- Short report
- Open Open Peer Review
Complex systems analysis of bladder cancer susceptibility reveals a role for decarboxylase activity in two genome-wide association studies
BioData Miningvolume 9, Article number: 40 (2016)
Bladder cancer is common disease with a complex etiology that is likely due to many different genetic and environmental factors. The goal of this study was to embrace this complexity using a bioinformatics analysis pipeline designed to use machine learning to measure synergistic interactions between single nucleotide polymorphisms (SNPs) in two genome-wide association studies (GWAS) and then to assess their enrichment within functional groups defined by Gene Ontology. The significance of the results was evaluated using permutation testing and those results that replicated between the two GWAS data sets were reported.
In the first step of our bioinformatics pipeline, we estimated the pairwise synergistic effects of SNPs on bladder cancer risk in both GWAS data sets using Multifactor Dimensionality Reduction (MDR) machine learning method that is designed specifically for this purpose. Statistical significance was assessed using a 1000-fold permutation test. Each single SNP was assigned a p-value based on its strongest pairwise association. Each SNP was then mapped to one or more genes using a window of 500 kb upstream and downstream from each gene boundary. This window was chosen to capture as many regulatory variants as possible. Using Exploratory Visual Analysis (EVA), we then carried out a gene set enrichment analysis at the gene level to identify those genes with an overabundance of significant SNPs relative to the size of their mapped regions. Each gene was assigned to a biological functional group defined by Gene Ontology (GO). We next used EVA to evaluate the overabundance of significant genes in biological functional groups. Our study yielded one GO category, carboxy-lysase activity (GO:0016831), that was significant in analyses from both GWAS data sets. Interestingly, only the gamma-glutamyl carboxylase (GGCX) gene from this GO group was significant in both the detection and replication data, highlighting the complexity of the pathway-level effects on risk. The GGCX gene is expressed in the bladder, but has not been previously associated with bladder cancer in univariate GWAS. However, there is some experimental evidence that carboxy-lysase activity might play a role in cancer and that genes in this pathway should be explored as drug targets. This study provides a genetic basis for that observation.

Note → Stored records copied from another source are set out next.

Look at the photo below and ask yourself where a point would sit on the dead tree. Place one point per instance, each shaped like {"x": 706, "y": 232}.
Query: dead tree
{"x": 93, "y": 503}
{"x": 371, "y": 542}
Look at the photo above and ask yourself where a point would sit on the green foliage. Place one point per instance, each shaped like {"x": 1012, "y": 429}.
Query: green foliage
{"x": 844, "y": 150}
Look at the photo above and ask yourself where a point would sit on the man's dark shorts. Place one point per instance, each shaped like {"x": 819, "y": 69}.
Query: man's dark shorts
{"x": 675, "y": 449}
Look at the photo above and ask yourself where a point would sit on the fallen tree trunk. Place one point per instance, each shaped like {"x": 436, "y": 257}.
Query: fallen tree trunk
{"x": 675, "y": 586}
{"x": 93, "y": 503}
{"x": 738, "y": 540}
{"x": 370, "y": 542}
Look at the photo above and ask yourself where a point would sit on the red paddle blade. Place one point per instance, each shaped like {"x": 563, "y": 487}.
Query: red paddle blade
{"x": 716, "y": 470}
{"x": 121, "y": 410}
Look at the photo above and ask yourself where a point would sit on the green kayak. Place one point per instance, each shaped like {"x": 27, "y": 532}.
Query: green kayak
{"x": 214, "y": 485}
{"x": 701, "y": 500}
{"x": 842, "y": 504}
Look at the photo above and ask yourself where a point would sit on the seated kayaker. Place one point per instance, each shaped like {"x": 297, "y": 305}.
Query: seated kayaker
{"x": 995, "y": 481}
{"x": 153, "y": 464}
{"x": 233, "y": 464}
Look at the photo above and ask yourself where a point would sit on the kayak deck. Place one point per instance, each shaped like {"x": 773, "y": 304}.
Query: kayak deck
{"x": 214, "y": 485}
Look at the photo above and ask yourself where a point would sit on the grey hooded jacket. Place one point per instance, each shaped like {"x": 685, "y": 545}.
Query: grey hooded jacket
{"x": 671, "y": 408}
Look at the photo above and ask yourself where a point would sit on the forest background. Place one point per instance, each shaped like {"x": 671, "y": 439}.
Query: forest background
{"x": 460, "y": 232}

Our machine learning analysis of genetic associations in two GWAS for bladder cancer identified numerous associations with pairs of SNPs. Gene set enrichment analysis found aggregation of risk-associated SNPs in genes and significant genes in GO functional groups. This study supports a role for decarboxylase protein complexes in bladder cancer susceptibility. Previous research has implicated decarboxylases in bladder cancer etiology; however, the genes that we found to be significant in the detection and replication data are not known to have direct influence on bladder cancer, suggesting some novel hypotheses. This study highlights the need for a complex systems approach to the genetic and genomic analysis of common diseases such as cancer.

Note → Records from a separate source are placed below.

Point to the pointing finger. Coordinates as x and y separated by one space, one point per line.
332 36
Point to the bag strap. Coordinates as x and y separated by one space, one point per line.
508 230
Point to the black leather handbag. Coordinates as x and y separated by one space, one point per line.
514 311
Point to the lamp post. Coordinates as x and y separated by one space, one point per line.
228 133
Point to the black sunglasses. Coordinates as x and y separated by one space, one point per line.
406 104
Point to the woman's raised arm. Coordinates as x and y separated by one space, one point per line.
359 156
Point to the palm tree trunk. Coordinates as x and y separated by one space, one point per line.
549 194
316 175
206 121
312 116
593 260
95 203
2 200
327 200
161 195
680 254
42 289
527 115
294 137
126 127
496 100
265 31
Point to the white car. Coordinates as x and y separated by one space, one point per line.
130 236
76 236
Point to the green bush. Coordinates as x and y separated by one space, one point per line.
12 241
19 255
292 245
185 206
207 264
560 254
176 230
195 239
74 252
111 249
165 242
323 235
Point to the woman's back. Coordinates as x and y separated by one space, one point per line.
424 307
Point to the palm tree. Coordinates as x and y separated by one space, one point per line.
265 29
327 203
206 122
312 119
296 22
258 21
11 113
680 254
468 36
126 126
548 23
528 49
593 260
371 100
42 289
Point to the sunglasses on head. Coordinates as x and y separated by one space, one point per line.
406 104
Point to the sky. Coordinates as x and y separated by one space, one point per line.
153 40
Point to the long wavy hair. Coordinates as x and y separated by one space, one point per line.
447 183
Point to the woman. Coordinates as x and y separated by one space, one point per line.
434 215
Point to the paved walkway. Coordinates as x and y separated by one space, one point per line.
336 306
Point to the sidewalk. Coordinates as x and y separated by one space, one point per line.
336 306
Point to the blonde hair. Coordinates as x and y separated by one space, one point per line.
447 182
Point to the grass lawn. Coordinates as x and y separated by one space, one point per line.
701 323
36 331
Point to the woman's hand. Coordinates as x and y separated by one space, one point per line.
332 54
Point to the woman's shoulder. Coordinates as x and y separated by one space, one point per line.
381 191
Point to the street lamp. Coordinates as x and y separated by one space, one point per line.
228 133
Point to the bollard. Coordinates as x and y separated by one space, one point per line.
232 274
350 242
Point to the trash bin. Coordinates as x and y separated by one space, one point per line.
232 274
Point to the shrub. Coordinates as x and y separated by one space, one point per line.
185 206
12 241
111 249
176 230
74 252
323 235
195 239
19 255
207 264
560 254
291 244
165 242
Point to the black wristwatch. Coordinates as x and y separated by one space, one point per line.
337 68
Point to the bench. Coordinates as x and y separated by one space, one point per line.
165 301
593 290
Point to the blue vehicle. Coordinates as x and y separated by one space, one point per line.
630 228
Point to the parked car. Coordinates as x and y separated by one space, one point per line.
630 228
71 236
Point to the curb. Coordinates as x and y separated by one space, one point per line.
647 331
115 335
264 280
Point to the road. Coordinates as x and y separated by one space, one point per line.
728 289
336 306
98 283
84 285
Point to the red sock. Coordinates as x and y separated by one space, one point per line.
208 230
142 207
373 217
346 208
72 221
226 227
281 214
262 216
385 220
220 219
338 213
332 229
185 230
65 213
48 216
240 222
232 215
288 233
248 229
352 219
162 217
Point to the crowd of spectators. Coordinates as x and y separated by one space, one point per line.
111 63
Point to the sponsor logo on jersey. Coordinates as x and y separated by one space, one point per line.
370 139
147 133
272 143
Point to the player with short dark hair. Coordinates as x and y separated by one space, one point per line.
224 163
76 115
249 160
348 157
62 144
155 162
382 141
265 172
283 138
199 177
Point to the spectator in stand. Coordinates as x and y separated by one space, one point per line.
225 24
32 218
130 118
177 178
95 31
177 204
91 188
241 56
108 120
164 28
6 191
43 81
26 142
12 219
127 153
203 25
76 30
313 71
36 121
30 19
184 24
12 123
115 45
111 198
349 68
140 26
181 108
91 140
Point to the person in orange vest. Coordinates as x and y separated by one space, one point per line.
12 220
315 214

Bladder cancer is a form of cancer that typically starts in the inner lining of the bladder, called the urothelium, and can grow into or through other layers of tissue. It is a disease responsible for approximately 16,000 deaths per year, with particular impact in the American male population. Bladder cancer is the fourth most common cancer in men, and affects 1 in 26 men and 1 in 90 women . According to the NHGRI-EBI catalog of published genome-wide association studies (GWAS) , there are five single locus genetic variants associated with bladder cancer at a genome-wide significance level. Collectively, these genetic factors explain a very small proportion of the overall risk. The goal of this study was to employ a bioinformatics approach to GWAS analysis that considers pairwise genetic interactions among SNPs followed by gene-level and pathway-level gene set enrichment analyses. This approach is based on the hypothesis that evolution works to stabilize health by building highly redundant gene interaction networks within and between pathways . The result of this complex biology is that the healthy state is resilient to the effects of single mutations. What we observe in common diseases is the accumulation of multiple mutations within these pathways that disrupts their stability and impairs their normal function. This dependence on multiple mutations can be observed as epistasis or non-additive gene-gene interaction . The results of univariate GWAS are consistent with this hypothesis, as few univariate genetic effects have been found that replicate consistently across studies. The goal of our study is to employ a bioinformatics approach to GWAS analysis that is consistent with the idea that some genetic effects will present themselves as genetic interactions that aggregate in genes and pathways [5, 6].
We briefly present our three-phase analysis approach below and provide a flowchart in Figure 1 as previously presented and applied to GWAS analysis [7, 8]. The GWAS data used is available from the NCBI dbGaP database under accession number phs000346.v2.p2. We used here the two largest GWAS data sets including one with subjects from the U.S.A. and Finland (n = 4759; 620901 SNPs) and one from Spain (n = 2228, 1072820 SNPs). These were used as detection and replication data sets, respectively. We analyzed only SNPs common to both data sets.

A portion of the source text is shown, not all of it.